GENEVE – Quels sont les risques à contester son loyer initial ?

Question d’Hélène V. à Perly : j’ai emménagé dans un nouvel appartement le 15 janvier 2021 et j’aimerais contester mon loyer initial, mais j’ai des craintes pour la suite. Ma bailleresse pourra t-elle résilier mon bail avec succès ou refuser mes demandes de travaux ?

Que notre lectrice se rassure ! Contester son loyer est un droit des locataires.

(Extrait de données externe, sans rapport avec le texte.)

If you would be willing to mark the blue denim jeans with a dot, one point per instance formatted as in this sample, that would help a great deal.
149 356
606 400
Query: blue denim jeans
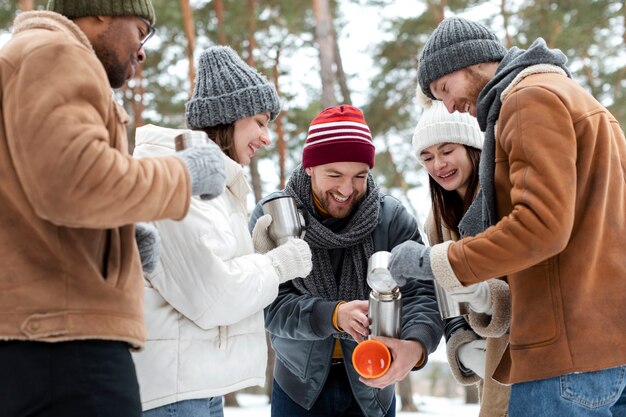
587 394
206 407
336 399
69 379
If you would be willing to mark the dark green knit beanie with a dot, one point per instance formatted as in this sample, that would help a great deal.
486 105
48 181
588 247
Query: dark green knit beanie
81 8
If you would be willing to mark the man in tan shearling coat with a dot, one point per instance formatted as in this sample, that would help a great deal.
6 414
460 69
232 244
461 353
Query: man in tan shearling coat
71 287
552 217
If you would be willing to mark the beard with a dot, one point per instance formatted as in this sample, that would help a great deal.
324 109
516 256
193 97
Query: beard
476 82
104 47
339 212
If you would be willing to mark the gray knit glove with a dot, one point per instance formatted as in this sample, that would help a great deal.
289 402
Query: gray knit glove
291 259
261 239
206 168
149 245
410 260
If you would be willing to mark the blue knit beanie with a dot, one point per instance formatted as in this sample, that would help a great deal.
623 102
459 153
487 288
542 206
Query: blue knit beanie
227 89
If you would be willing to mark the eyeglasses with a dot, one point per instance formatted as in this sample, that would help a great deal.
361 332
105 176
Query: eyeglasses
151 31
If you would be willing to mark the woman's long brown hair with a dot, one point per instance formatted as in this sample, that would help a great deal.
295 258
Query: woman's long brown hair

Or, les locataires qui font valoir leurs droits sont protégés contre les congés, pendant toute la durée de la procédure devant la juridiction des baux et loyers et les trois ans qui suivent celle-ci. Il existe, certes, des cas dans lesquels le bailleur pourrait résilier avec succès le contrat durant une telle période, mais c’est uniquement pour des motifs très spécifiques, qui revêtent une certaine importance (défaut de paiement du loyer par le locataire, besoin urgent pour le bailleur d’occuper le logement – qui n’est pas invocable si le propriétaire n’est pas une personne physique mais par exemple une société) et que le bailleur devrait être à même de prouver.

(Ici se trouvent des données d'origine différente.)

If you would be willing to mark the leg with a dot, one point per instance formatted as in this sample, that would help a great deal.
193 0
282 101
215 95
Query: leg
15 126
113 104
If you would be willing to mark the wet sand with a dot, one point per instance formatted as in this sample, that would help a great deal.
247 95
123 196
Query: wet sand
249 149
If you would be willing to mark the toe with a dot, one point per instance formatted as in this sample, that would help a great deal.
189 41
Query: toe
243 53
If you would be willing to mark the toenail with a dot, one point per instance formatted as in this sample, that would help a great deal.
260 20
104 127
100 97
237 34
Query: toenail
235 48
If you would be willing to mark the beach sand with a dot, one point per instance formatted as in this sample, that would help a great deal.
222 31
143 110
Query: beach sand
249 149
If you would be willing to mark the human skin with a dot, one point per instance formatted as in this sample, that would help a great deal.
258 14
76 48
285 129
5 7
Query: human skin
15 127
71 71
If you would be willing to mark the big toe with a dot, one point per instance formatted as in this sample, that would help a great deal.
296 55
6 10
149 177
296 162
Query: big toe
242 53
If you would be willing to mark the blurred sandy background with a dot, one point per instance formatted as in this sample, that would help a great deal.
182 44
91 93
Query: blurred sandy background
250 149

Aussi, très généralement, un congé donné pendant une telle période dite de protection sera annulé par les Tribunaux.

Il faut également relever que, même au delà de cette période de protection, le droit du bail protège les locataires contre les congés abusifs, à savoir ceux donnés pour un motif contraire à la bonne foi, notamment parce qu’ils ne représentent qu’un prétexte ou une forme de représailles.

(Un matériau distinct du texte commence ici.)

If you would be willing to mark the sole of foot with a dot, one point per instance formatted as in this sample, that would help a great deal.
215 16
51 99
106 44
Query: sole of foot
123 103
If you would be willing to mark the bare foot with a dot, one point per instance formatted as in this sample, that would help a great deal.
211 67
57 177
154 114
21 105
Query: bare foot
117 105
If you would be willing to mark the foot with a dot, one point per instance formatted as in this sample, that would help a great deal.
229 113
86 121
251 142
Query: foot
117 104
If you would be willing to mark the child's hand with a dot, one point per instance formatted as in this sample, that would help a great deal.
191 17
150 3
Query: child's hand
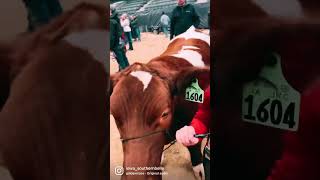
185 136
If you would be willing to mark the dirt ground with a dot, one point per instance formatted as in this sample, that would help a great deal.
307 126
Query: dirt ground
177 158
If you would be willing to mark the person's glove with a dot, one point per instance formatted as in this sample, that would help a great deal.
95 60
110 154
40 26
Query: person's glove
186 137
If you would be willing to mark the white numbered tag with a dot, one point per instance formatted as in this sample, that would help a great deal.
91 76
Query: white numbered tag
194 93
270 100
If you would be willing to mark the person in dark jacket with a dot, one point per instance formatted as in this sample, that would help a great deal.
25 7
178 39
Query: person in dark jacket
115 34
183 17
40 12
135 28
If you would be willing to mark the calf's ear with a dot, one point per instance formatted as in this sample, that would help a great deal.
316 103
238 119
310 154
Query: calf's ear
185 77
112 82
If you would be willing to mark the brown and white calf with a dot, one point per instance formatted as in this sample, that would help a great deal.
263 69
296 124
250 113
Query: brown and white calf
149 97
53 116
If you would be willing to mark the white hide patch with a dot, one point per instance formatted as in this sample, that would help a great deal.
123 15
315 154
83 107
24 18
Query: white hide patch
144 77
282 9
191 33
93 41
189 54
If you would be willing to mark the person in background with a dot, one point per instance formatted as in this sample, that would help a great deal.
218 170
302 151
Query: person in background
125 23
135 28
115 36
165 22
183 17
199 125
40 12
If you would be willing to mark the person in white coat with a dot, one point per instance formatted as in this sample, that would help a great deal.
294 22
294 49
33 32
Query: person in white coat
125 23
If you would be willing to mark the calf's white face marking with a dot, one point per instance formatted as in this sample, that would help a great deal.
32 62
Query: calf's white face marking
189 54
191 33
93 41
288 9
143 77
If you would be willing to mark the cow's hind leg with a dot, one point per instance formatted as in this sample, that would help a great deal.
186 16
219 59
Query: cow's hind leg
196 161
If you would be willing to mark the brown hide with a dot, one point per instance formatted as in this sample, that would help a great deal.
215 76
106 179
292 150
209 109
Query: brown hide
53 124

Quant aux demandes de travaux, la loi oblige les bailleurs à entretenir les locaux et à effectuer les travaux de remise en état de ceux-ci, si des problèmes devaient survenir en cours de bail. Il n’y a aucune raison qu’il refuse de tels travaux. Mais si tel devait être le cas, notre lectrice pourrait l’y contraindre, cas échéant en consignant son loyer initial après un avertissement formel et en saisissant la juridiction des baux et loyers.

En pratique, il est très rare que des locataires ayant contesté leur loyer initial voient leur bail résilié ou essuient des refus de travaux d’entretien.

Notre lectrice a donc tout intérêt à contester son loyer initial, ce qu’elle devra faire devant la Commission de conciliation en matière de baux et loyers dans un délai de 30 jours dès réception des clefs.